Load Necessary Information

Install the car package

install.packages("car")

Load the necessary packages as libraries

library(MASS)
library(car)

Create a new object for the mtcars data set:

data1 <- mtcars


Recoding Values within a Variable

If we wanted to recode values of a variable, we could do so using the recode function within the car package. Using the recode function, we need the name of the new variable we want to place in the data set, the name of the old variable we want to recode, and the recoded values.

Let’s say we wanted to recode the cyl variable.

unique(data1$cyl)
## [1] 6 4 8

As can be seen, it currently has 3 unique values: 4, 6, and 8, which represent cars that are 4-cylinder, 6-cylinder, and 8-cylinder vehicles. Let’s recode it into a binary variable (0,1) representing whether or not the car is a gas guzzler.

data1$gas_guzzler <- recode(data1$cyl, "4= 0; 6 = 1; 8 = 1")

As can be seen above, I’ve recoded the cyl variable into a new variable called gas_guzzler. As we can see, any observation (car) that is a 4-cylinder (has a value of 4 on the cyl variable) or a 6-cylinder (has a value of 6 on the cyl variable), was recoded as 0 on the new gas_guzzler variable. This means it is not a gas guzzler. Additionally, any observation (car) that is an 8-cylinder (has a value of 8 on the cyl variable) was recoded as 1 on the new gas_guzzler variable, meaning that it is a gas guzzler.

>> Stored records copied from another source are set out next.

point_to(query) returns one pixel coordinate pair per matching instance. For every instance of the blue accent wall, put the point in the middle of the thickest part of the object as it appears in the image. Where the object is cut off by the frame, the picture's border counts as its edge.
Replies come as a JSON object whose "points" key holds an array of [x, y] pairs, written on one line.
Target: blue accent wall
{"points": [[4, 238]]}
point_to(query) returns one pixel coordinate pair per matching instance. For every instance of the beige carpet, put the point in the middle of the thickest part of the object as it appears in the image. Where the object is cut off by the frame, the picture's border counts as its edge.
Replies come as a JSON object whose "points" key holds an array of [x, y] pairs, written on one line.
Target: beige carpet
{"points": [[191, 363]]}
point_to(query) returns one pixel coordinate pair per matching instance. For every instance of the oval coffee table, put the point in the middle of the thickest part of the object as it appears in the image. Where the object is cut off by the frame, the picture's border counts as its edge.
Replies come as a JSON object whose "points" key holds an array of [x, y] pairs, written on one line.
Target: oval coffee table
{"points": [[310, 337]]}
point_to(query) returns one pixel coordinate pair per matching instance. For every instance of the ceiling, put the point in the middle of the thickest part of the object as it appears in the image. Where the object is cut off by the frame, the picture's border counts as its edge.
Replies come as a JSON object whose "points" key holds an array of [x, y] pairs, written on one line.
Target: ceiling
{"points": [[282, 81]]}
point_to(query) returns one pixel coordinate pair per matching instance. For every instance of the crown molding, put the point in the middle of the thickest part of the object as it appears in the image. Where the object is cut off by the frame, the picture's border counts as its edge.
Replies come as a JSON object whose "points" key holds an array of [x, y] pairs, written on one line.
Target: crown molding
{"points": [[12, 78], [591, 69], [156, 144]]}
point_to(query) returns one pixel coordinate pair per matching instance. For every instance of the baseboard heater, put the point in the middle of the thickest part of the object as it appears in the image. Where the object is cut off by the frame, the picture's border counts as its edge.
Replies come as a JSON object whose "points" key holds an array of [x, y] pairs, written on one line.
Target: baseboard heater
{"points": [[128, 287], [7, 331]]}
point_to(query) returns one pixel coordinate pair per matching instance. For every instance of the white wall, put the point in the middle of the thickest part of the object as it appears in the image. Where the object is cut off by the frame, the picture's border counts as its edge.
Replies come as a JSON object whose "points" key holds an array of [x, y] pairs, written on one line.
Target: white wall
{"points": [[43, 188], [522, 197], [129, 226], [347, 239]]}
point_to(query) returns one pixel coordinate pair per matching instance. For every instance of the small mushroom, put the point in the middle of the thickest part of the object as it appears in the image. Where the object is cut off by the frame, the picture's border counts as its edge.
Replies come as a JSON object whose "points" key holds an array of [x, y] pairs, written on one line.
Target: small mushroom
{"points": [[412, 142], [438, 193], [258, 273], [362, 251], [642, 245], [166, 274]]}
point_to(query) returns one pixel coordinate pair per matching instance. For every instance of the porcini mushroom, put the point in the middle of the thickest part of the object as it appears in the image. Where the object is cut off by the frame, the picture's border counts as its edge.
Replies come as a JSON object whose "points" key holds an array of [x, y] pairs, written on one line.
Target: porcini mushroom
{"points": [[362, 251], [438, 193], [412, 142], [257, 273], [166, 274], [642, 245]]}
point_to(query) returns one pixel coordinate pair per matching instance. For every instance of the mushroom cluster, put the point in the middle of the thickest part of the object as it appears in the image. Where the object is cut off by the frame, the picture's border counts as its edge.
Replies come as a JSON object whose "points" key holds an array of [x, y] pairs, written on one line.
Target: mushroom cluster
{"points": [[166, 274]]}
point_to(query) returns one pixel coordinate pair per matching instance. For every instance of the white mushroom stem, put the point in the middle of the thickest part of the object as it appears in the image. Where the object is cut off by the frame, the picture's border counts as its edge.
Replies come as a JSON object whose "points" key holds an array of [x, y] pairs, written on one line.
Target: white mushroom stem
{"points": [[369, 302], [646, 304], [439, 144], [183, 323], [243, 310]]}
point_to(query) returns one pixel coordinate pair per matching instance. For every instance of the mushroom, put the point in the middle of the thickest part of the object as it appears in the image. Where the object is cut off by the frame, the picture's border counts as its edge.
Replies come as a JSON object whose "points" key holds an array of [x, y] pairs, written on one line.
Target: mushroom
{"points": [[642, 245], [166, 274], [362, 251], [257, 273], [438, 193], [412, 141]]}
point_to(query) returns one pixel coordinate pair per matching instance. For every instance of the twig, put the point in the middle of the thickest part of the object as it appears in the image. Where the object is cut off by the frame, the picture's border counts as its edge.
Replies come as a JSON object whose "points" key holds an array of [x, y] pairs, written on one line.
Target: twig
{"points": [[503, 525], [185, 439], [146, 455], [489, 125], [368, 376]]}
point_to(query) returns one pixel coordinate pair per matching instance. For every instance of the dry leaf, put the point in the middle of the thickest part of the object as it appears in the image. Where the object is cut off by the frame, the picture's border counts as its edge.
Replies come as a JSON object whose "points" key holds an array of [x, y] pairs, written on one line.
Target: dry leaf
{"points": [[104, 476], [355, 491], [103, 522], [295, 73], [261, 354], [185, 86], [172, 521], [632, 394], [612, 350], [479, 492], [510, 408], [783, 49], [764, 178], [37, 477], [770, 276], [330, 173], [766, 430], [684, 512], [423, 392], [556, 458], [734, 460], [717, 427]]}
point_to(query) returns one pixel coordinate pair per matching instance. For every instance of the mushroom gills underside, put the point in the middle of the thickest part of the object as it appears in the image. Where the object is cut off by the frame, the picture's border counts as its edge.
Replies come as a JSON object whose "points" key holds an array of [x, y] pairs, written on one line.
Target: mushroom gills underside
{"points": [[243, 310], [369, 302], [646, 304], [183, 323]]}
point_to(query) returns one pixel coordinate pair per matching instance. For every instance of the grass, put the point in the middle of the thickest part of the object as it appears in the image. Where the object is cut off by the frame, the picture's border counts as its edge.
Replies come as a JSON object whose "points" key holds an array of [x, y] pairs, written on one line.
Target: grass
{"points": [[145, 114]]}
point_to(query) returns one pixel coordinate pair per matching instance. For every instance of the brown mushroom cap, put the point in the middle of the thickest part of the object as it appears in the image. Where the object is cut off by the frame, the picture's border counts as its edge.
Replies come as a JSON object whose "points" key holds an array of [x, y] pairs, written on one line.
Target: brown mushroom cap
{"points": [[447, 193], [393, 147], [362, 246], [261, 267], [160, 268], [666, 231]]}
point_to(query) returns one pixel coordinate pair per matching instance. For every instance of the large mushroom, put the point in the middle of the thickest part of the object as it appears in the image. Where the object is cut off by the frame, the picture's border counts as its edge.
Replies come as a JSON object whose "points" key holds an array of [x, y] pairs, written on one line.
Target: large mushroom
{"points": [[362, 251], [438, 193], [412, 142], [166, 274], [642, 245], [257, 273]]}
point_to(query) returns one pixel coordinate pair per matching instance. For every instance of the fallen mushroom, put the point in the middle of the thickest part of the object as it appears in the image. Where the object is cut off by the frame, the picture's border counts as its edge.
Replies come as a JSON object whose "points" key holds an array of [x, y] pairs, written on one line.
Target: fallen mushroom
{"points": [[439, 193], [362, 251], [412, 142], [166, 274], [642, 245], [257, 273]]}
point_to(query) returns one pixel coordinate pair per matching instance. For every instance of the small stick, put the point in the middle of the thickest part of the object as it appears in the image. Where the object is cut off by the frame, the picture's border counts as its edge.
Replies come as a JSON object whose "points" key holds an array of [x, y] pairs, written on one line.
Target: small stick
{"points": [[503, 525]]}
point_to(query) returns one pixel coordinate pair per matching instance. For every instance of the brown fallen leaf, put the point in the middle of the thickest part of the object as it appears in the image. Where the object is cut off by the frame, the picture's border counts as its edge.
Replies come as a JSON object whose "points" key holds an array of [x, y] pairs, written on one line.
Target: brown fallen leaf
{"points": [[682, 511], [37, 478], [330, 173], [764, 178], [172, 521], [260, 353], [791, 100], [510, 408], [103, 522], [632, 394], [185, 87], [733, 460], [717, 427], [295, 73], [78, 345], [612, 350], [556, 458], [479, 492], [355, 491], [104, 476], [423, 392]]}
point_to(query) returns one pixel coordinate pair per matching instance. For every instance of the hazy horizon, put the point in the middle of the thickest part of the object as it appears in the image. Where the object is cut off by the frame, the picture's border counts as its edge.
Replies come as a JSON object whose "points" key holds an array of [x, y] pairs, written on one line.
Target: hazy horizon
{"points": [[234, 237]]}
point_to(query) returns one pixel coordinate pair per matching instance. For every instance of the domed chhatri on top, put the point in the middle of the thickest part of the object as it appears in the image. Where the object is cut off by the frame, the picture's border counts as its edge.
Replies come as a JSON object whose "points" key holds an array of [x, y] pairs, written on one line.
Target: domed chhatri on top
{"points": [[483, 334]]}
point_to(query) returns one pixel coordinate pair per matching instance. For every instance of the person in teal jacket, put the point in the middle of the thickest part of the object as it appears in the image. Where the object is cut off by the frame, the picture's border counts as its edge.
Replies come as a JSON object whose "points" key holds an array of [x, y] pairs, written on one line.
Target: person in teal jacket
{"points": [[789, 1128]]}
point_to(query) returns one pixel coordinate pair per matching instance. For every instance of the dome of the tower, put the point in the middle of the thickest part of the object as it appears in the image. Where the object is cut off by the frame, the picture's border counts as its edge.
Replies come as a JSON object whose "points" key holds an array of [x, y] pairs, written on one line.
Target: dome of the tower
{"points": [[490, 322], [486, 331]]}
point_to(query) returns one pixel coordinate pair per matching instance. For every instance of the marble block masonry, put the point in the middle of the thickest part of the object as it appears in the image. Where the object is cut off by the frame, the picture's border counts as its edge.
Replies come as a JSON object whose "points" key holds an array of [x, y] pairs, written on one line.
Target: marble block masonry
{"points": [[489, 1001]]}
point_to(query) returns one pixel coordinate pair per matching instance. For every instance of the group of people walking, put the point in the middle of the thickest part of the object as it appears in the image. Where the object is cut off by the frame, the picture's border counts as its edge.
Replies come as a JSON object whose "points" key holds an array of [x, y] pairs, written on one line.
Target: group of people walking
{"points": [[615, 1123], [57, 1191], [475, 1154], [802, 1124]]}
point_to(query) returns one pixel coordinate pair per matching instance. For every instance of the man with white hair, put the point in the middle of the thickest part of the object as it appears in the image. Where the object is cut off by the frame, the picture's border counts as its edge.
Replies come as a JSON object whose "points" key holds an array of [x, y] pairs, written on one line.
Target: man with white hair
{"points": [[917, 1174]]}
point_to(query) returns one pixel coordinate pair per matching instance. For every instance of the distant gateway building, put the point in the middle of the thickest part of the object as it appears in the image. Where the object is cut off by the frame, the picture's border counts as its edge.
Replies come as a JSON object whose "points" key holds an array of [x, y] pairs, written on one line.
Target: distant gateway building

Importantly, any additional values that exist in the cyl variable, that you did not specify with a recode value, will be given an NA (missing) value.

unique(data1$gas_guzzler)
## [1] 1 0

As seen above, we’ve successfully recoded this variable, from 3 unique values in the cyl variable, to 2 unique values in the gas_guzzler variable.


Another Way to Recode

Additionally, you can use several different calls within the recode function. Including the: concatenate (c()) function to create a list of values to recode, the lo: function (where you tell R to recode from the lowest value to whatever value follows the colon), the :hi function (where you tell R to recode from whatever value precedes the colon to the highest value), and the else function to recode everything else you missed as a specific value (rather than an NA missing value).

data1$type <- recode(data1$cyl, "c(4,6) = 0; 8 = 1")
data1$type2 <- recode(data1$cyl, "lo:6 = 0; 8:hi = 1")
data1$type3 <- recode(data1$cyl, "4 = 0; 6 = 0; 8 = 1; else = 1")